繊毛虫のアニメ批評ブログ

簡潔な作品論を定期的に投稿します。

『恋する小惑星』: 天地往還のエクリチュール

放送期間:2020年1月-3月、全12話

制作:動画工房

監督:平牧大輔

原作:Quro『恋する小惑星』既刊3巻

(芳文社『まんがタイムきららキャラット』にて連載中)

 

 中学時代から入部を希望していた天文部が地質研究会と合併したと聞き、不安を覚えながら「空を見上げるのと地面を見下ろすのは全然違うと思うけど……」と呟くみらに対してすずは、「そうかなあ……宇宙から見たらどっちも一緒じゃない?」と返答する。みらはその言葉をすぐに受け入れることはできず、迷いを感じながら地学部に入部するが、あおと再会してかつて抱いた夢を本気で叶えたいと思うようになるだけでなく、桜やいのに触発されて鉱物と大地にも興味を抱くようになり、天体観測や星座だけでなく、惑星探査や地質学にも興味を広げていく。つまり、みらにとって地学部は、人を介して天が地に、地が天になる場所となっていく。

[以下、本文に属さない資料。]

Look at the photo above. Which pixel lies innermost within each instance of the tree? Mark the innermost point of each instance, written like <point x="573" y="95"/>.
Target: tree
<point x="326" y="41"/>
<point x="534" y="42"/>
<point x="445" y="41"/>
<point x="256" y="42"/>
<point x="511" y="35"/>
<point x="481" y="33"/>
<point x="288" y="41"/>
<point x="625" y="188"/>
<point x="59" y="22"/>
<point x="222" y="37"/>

 ジョン・バンヴィルの『コペルニクス博士』(Doctor Copernicus, 1976)や『ケプラーの憂鬱』(Kepler, 1981)の主人公たちが、宇宙の中心に地球がないこと(地動説)、それどころか太陽すら中心ではないこと(楕円軌道の法則)、記号および言葉と世界は一致しないこと、天上の美しさは地上の惨めさを補ってはくれないことなど、自身の科学的探求がもたらす発見に落胆し続けながら人生を生き、死んでいくのとは対照的に、みらたちには天と地をひっくり返して両者を往還し、他者の夢を自分の夢とするしなやかさがある。そうしたしなやかさは、もちろん、他者への想像力と共感を前提とする惰弱なものでもある。同じく動画工房制作の『NEW GAME!』や『ゆるゆり』といった日常系寄りの作品と比べるとキャラの配色が全体的に淡目で、特に夕暮れや夜空を背景にすると儚げな印象を感じさせることは、そうした内面的な弱さと不安定さの相関物となっているかもしれない。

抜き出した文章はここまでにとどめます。